There’s her car of course but that doesn’t worry me unduly. I could drive it down to Norwich early tomorrow morning and leave it unlocked in the hope it would disappear. I’d have to get the train back and a cab home but there’d be time to do some shopping. Everybody knows how little old ladies like to shop. And there’s room in the freezer for more pie. Or there’s the quarry lake which can’t be more than a mile away. That I could do tonight. It doesn’t leave me quite so long with Emily, but long enough I expect and far too long as far as she’s concerned. Perhaps that might be tidier. There’s no trace of my special tea after 24 hours and I’ll be careful not to leave any other marks on her. She drives herself off the edge. Quarries are notoriously dangerous places. It might well be weeks till she’s found – if at all. And if she is? Depressed you see. Unstable. Too much time to think sitting in her car in the rain outside the widow’s house. No, I never spoke to her.
Right on cue, the doorbell goes and there they are, the nice woman from up the track and her two charming children. They’re dressed as monsters – the boy as Frankenstein and the girl as a ghoul. Every bit as charming as they were last year, the mother looking more tired than ever. “I wonder my dear whether you ever need a baby-sitter,” I ask, and her eyes light up.
Beryl in the dark
Widowhood isn’t bad. Truth to tell, I decided that before the sudden death of my beloved husband, and I take comfort from how quickly I adapted. Naturally, I’m lonelier with Arthur gone, and in bed, my feet are colder, but I have Radio 4 when the silence gets too loud, and last year I bought a pair of cream angora bed socks for my feet which helped considerably. It’s probably a good thing my sexual urges are long dead – not that they were ever that strong. But I did my wifely duty for Arthur and he appreciated my efforts. Once a fortnight, he’d bring a box of Terry’s All Gold in from the car, and I knew his needs that night wouldn’t be entirely satisfied by the orange cream. I myself always preferred the caramel crunch.
It’s a miserable day – never quite got light - and if that journalist wasn’t hanging around by the front door, I’d be tempted to slip out and treat myself to a box of chocolates. These days, I allow myself the odd binge and to hell with the consequences for my hips - I’ve arrived at the age where extra flesh is no great burden. Indeed, it’s some comfort to feel yourself to be a substantial figure – there’s far less chance of being blown away by the wind.
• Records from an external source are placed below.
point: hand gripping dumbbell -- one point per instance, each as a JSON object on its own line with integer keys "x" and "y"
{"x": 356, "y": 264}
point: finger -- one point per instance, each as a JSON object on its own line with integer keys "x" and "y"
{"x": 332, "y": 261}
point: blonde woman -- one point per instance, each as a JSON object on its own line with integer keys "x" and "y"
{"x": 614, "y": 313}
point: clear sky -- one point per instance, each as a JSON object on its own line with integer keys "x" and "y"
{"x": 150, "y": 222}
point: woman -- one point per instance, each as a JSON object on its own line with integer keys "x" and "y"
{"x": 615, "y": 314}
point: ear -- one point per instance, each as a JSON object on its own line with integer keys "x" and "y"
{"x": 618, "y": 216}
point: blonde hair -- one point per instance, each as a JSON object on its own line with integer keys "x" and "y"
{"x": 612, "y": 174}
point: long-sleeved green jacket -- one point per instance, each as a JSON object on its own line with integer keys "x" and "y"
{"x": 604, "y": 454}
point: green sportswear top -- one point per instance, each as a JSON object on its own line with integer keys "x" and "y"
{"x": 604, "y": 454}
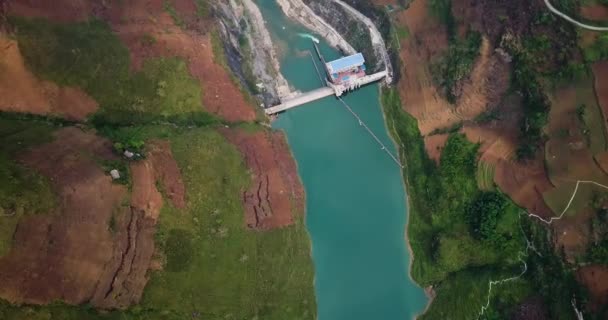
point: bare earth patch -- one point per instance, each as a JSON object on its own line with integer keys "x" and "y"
{"x": 136, "y": 21}
{"x": 596, "y": 11}
{"x": 488, "y": 81}
{"x": 600, "y": 72}
{"x": 434, "y": 145}
{"x": 57, "y": 10}
{"x": 572, "y": 234}
{"x": 21, "y": 91}
{"x": 524, "y": 182}
{"x": 98, "y": 246}
{"x": 595, "y": 278}
{"x": 276, "y": 193}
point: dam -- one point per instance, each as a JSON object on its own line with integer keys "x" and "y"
{"x": 342, "y": 75}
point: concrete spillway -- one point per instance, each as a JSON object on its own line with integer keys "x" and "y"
{"x": 301, "y": 99}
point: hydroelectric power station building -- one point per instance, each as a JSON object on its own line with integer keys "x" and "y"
{"x": 346, "y": 70}
{"x": 341, "y": 75}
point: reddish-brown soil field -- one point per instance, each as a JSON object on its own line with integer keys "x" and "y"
{"x": 595, "y": 12}
{"x": 531, "y": 309}
{"x": 58, "y": 10}
{"x": 600, "y": 72}
{"x": 132, "y": 20}
{"x": 21, "y": 91}
{"x": 488, "y": 81}
{"x": 134, "y": 248}
{"x": 420, "y": 98}
{"x": 524, "y": 182}
{"x": 276, "y": 193}
{"x": 74, "y": 254}
{"x": 595, "y": 278}
{"x": 384, "y": 2}
{"x": 572, "y": 234}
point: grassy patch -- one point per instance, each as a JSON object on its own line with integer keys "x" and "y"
{"x": 170, "y": 9}
{"x": 485, "y": 176}
{"x": 442, "y": 10}
{"x": 22, "y": 191}
{"x": 178, "y": 249}
{"x": 462, "y": 294}
{"x": 202, "y": 8}
{"x": 215, "y": 267}
{"x": 90, "y": 56}
{"x": 234, "y": 272}
{"x": 439, "y": 197}
{"x": 402, "y": 31}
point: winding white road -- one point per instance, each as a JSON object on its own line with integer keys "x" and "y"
{"x": 571, "y": 20}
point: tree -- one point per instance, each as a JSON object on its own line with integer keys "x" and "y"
{"x": 483, "y": 216}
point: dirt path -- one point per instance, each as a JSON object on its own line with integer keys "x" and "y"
{"x": 600, "y": 72}
{"x": 276, "y": 193}
{"x": 595, "y": 278}
{"x": 596, "y": 12}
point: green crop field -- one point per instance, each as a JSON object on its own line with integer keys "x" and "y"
{"x": 90, "y": 56}
{"x": 485, "y": 176}
{"x": 22, "y": 190}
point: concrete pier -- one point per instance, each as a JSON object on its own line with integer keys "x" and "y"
{"x": 301, "y": 99}
{"x": 321, "y": 93}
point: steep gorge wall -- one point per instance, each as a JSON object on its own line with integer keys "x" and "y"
{"x": 343, "y": 27}
{"x": 249, "y": 50}
{"x": 299, "y": 11}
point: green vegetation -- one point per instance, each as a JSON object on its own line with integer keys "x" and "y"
{"x": 456, "y": 64}
{"x": 170, "y": 9}
{"x": 462, "y": 294}
{"x": 202, "y": 8}
{"x": 215, "y": 267}
{"x": 485, "y": 176}
{"x": 178, "y": 249}
{"x": 598, "y": 253}
{"x": 549, "y": 275}
{"x": 485, "y": 218}
{"x": 90, "y": 56}
{"x": 440, "y": 197}
{"x": 442, "y": 10}
{"x": 22, "y": 190}
{"x": 535, "y": 104}
{"x": 461, "y": 237}
{"x": 451, "y": 129}
{"x": 402, "y": 32}
{"x": 232, "y": 270}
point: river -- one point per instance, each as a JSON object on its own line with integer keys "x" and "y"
{"x": 356, "y": 209}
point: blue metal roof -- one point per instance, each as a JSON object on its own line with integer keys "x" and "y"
{"x": 345, "y": 63}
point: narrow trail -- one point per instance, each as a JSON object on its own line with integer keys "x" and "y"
{"x": 529, "y": 246}
{"x": 361, "y": 123}
{"x": 572, "y": 20}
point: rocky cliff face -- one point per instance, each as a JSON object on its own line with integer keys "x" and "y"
{"x": 353, "y": 30}
{"x": 249, "y": 51}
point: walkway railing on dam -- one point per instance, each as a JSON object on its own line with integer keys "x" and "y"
{"x": 301, "y": 99}
{"x": 321, "y": 93}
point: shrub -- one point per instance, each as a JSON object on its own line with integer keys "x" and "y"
{"x": 456, "y": 64}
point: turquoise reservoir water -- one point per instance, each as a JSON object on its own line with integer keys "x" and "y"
{"x": 356, "y": 210}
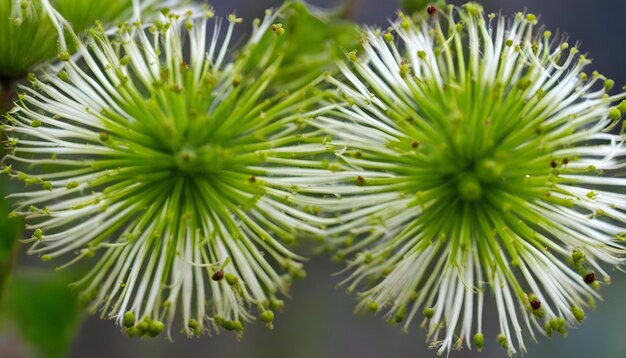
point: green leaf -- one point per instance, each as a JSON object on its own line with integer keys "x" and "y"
{"x": 308, "y": 41}
{"x": 44, "y": 310}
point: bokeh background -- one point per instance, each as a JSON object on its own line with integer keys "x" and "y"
{"x": 317, "y": 320}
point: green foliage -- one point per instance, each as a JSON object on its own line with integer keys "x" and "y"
{"x": 10, "y": 230}
{"x": 310, "y": 42}
{"x": 413, "y": 6}
{"x": 44, "y": 310}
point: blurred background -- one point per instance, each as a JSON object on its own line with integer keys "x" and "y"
{"x": 317, "y": 320}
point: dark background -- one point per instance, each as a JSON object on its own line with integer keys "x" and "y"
{"x": 317, "y": 320}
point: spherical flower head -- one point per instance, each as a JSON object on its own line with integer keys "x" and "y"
{"x": 485, "y": 165}
{"x": 175, "y": 167}
{"x": 28, "y": 37}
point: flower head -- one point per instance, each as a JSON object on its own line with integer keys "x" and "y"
{"x": 485, "y": 165}
{"x": 173, "y": 165}
{"x": 28, "y": 37}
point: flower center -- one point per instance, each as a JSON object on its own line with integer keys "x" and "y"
{"x": 201, "y": 160}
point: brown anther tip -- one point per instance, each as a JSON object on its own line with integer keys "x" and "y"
{"x": 535, "y": 304}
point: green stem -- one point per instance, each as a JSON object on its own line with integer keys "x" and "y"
{"x": 7, "y": 93}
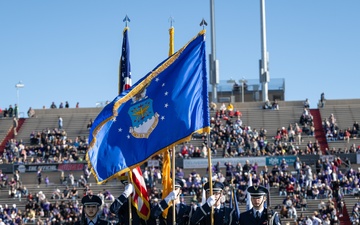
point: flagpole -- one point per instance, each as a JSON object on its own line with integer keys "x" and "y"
{"x": 129, "y": 200}
{"x": 210, "y": 176}
{"x": 173, "y": 183}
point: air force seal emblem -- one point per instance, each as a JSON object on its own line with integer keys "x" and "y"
{"x": 142, "y": 115}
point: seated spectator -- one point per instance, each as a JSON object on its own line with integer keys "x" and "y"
{"x": 292, "y": 213}
{"x": 213, "y": 106}
{"x": 82, "y": 181}
{"x": 66, "y": 193}
{"x": 56, "y": 194}
{"x": 267, "y": 105}
{"x": 89, "y": 125}
{"x": 347, "y": 136}
{"x": 53, "y": 106}
{"x": 275, "y": 105}
{"x": 284, "y": 212}
{"x": 307, "y": 104}
{"x": 290, "y": 188}
{"x": 74, "y": 194}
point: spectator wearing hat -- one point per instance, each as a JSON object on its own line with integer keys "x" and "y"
{"x": 91, "y": 209}
{"x": 120, "y": 206}
{"x": 222, "y": 214}
{"x": 258, "y": 214}
{"x": 182, "y": 211}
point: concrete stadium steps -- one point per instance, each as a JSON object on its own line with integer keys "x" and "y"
{"x": 345, "y": 115}
{"x": 350, "y": 202}
{"x": 114, "y": 188}
{"x": 74, "y": 122}
{"x": 312, "y": 205}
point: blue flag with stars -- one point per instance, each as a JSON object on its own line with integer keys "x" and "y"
{"x": 161, "y": 110}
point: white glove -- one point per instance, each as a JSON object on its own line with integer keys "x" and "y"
{"x": 129, "y": 188}
{"x": 211, "y": 200}
{"x": 171, "y": 196}
{"x": 222, "y": 199}
{"x": 215, "y": 177}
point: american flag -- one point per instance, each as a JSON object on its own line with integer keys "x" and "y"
{"x": 140, "y": 198}
{"x": 125, "y": 68}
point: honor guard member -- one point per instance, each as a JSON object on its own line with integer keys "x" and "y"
{"x": 222, "y": 215}
{"x": 120, "y": 206}
{"x": 258, "y": 214}
{"x": 90, "y": 212}
{"x": 182, "y": 211}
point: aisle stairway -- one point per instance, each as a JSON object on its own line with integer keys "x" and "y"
{"x": 319, "y": 130}
{"x": 10, "y": 132}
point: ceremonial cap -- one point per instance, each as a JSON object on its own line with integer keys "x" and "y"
{"x": 179, "y": 183}
{"x": 257, "y": 191}
{"x": 91, "y": 200}
{"x": 217, "y": 186}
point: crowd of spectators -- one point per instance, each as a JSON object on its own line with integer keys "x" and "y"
{"x": 334, "y": 133}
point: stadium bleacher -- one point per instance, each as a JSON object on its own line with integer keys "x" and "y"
{"x": 76, "y": 119}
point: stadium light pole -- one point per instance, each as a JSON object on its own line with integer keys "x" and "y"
{"x": 243, "y": 82}
{"x": 18, "y": 86}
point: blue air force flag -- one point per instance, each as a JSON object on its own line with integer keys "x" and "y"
{"x": 161, "y": 110}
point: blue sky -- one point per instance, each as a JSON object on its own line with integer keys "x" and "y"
{"x": 70, "y": 50}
She arrived just past one, and every half an hour on the dot, she calls me on her mobile phone. I’ve turned off the answer phone so she can’t leave a message again which irritates her. She’s a slip of a thing called Emily Walsh, and I’m glad to say, she seems reconciled to failure - her hard little face is tight and bad-tempered on those occasions she leaves the car, bundled up in her oversized, red, waterproof coat, to pee behind the hawthorn hedge. Doubtless, she’d like to go back to her London newsroom and drink Fairtraded coffee, but whoever else she’s calling on that phone won’t let her. It’s all well and good for them, she’s thinking. They’re not the ones wasting their lives away, buffeted by cold winds in across the fields from the North Sea and soaked to the marrow by the unforgiving Norfolk rain. She should have got herself a proper job. I’ve no time for journalists – even the pretty ones - the lies they told about Arthur.
I can last three weeks without leaving the house in the event of invasion, epidemic or siege. There are plenty of tins – sardines, ravioli and beef stew, I bake my own wholemeal bread with sunflower seeds from packets, and in the freezer as well as single servings of pork casserole and meat and potato pie in handy foil trays, there’s milk, all swollen and grey-looking in those enormous plastic bottles. I never use those containers in the kitchen, instead, I decant milk into a small, rose-blown china jug that was once my mother’s. She’d fetch her own milk from the dairy in an earthenware jug and carry it home up the high street, never spilling a drop. I’d do that myself if I had a choice - so much nicer than a trip to the supermarket, though I admit those places have their uses. I bought a plastic bucket of jelly spiders and snakes when I went in last week ready for Halloween. I’ve no neighbours to speak of, but the woman at the farmstead up the track brings her twins down trick or treating. Last year, the boy came as a vampire and the girl a green-faced witch. Macabre of course and a thoroughly silly American habit, but the children themselves were charming. They had black cauldrons for the chocolate coins I gave them all wrapped up in gold paper - the woman was most grateful. She’s what they call a “single parent” I suspect. That’s to say, I’ve never seen the children’s father. Nice manners though. I always insisted on nice manners when I was teaching. My class knew to hold open the door for me and stand up when we had a visitor in class, they said “Sir” and “Miss” and quite right - the world would be a better place if everyone had better manners. Arthur had lovely manners. Exquisite. When he came in late at night, and woke me, he was always so apologetic.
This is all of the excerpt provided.